Когда вам сообщают такое, как быть в этот миг?..
Я этого никогда не знал и сейчас не знаю. Наверное, и не надо знать. По общему мнению, что-то полагается вроде почувствовать и сказать...
Или хотя бы только сказать.
Я стоял, тупо глядя Капелькину в лицо, оно расплывалось у меня перед глазами. Услышал, как кто-то вместо меня выдавливает ненужные слова.
— Мыта... Эмилия Ильинична... Хорошая у тебя мама-Жалко... Ну ты держись... Ничего... Это ведь когда-нибудь все равно...
Киса вдруг посмотрел на меня как тогда,по-котеночьи, и заикаясь, заговорил.
— Т-ты з-знаешь, у м-м-еня была с-с-сестра Соня С-с-старшая . Х-х-хорошая была... П-п-петь умела... Глаза т-т-тоже з-з-зеленые... Умерла в день, к-к-когда я родился, в т-т-тот с-с-самый день и ч-ч-час... И в т-т-тот же с-с-самый день п-п-папу... Рассст-т-треляли... Я ни его, ни с-с-сестры никогда не видел. М-м-мне мама это т-т-только в п-предпоследний день рассказала. У н-нее рак был...
— Кис, слушай... Ты один тут не сиди безвылазно. Я тоже сейчас один... Хочешь, у меня поживи.
— Зачем.
— Ну... Отвлечешься.
— Ну, отвлекусь. А дальше?
— А дальше... Наладим жизнь... Понемногу...
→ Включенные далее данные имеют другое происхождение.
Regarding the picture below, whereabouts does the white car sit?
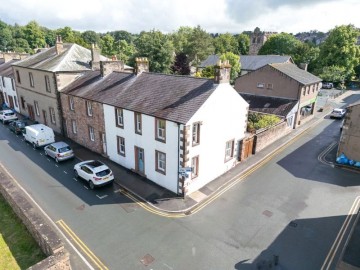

Он вобрал голову в плечи и выдохнул воздух, выдохнул куда-то в себя... еще и еще... Я не сразу понял, что это плач: бесслезные и почти беззвучные сухие рыдания. Вспомнил, что с самого детства ни разу не видел его плачущим, да и Мыша как-то сказала: мой Костик не плачет, он не умеет плакать.
И вот...
Приглашением он не воспользовался, но не возразил против моих каждодневных вечерних визитов с парой-тройкой бутылок пива.
Месяца четыре мы плотно общались. За сеансами пивотерапии, как водится на Руси и во всем прочем мире, каждый старался обратить другого в свое миропонимание и тем поддержать себя.
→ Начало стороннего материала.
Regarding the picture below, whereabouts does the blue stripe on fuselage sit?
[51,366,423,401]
— Почему ты всегда как подмороженный, а? — раскачивал я его. — Как из холодильника вынутый.
— А ты всегда почему пузыришься, все время дымишься?.. Будто на сковородке, — подкалывал он в ответ. — Тебя кто поджаривает?
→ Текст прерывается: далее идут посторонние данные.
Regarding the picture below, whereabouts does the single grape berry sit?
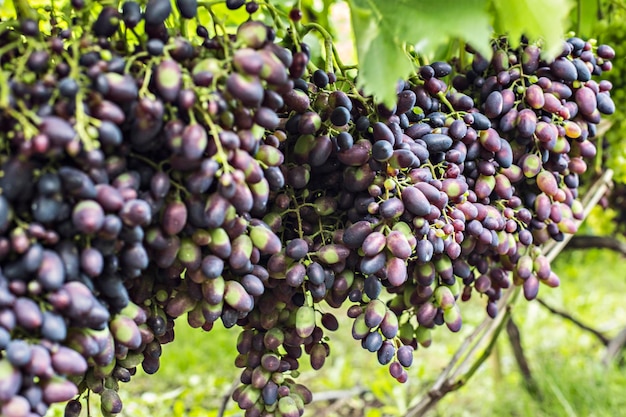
[313,69,329,88]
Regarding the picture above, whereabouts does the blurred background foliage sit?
[24,0,626,417]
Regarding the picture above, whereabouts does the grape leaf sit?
[493,0,572,57]
[350,0,491,106]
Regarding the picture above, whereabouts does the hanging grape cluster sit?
[0,0,615,417]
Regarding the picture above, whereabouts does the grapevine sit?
[0,0,615,417]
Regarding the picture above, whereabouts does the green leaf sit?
[350,0,491,106]
[493,0,573,57]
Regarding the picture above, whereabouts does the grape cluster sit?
[0,0,614,417]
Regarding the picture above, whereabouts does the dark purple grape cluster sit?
[0,0,613,417]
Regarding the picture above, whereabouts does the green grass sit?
[47,250,626,417]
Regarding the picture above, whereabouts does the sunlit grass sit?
[47,250,626,417]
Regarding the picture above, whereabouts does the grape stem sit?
[405,169,613,417]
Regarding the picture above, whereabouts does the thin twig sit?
[602,329,626,366]
[216,378,240,417]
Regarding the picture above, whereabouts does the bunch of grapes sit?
[0,0,614,417]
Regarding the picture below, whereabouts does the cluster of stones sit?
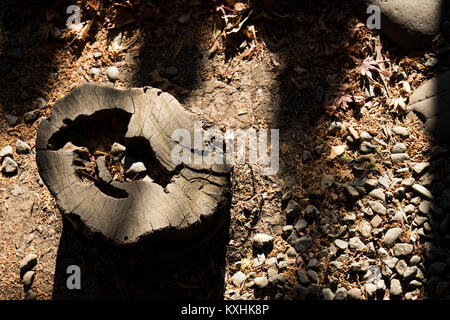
[228,123,450,300]
[0,139,31,177]
[20,253,37,300]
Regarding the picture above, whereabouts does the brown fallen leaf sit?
[330,144,347,159]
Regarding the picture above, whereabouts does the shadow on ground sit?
[53,213,229,300]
— Жизнь поджаривает. Жизнь — огонь, жар, горение, понимаешь? Жизнь и должна быть огнем...
— Да иди ты — должна. Не должна. Не люблю жару, от нее мозги плавятся.
— Зачем тебе они, мозги твои драгоценные, ты ведь ими не пользуешься. Студень у тебя, а не мозги.
— А у тебя яичница-глазунья, фыр-фыр и пшик.
— Не яичница, а самовар, если уж на то пошло. Есть в жизни чайники, есть кофейники и есть самовары, понял? Я самовар и этим горжусь.
— А куда поедешь, самовар, когда угли кончатся?
— Не хотел бы я приехать туда, куда приедешь ты со своим пессимизмом...
— Да не пессимист я вовсе. Просто смотрю открытыми глазами. Жизнью вполне доволен такой, какая есть.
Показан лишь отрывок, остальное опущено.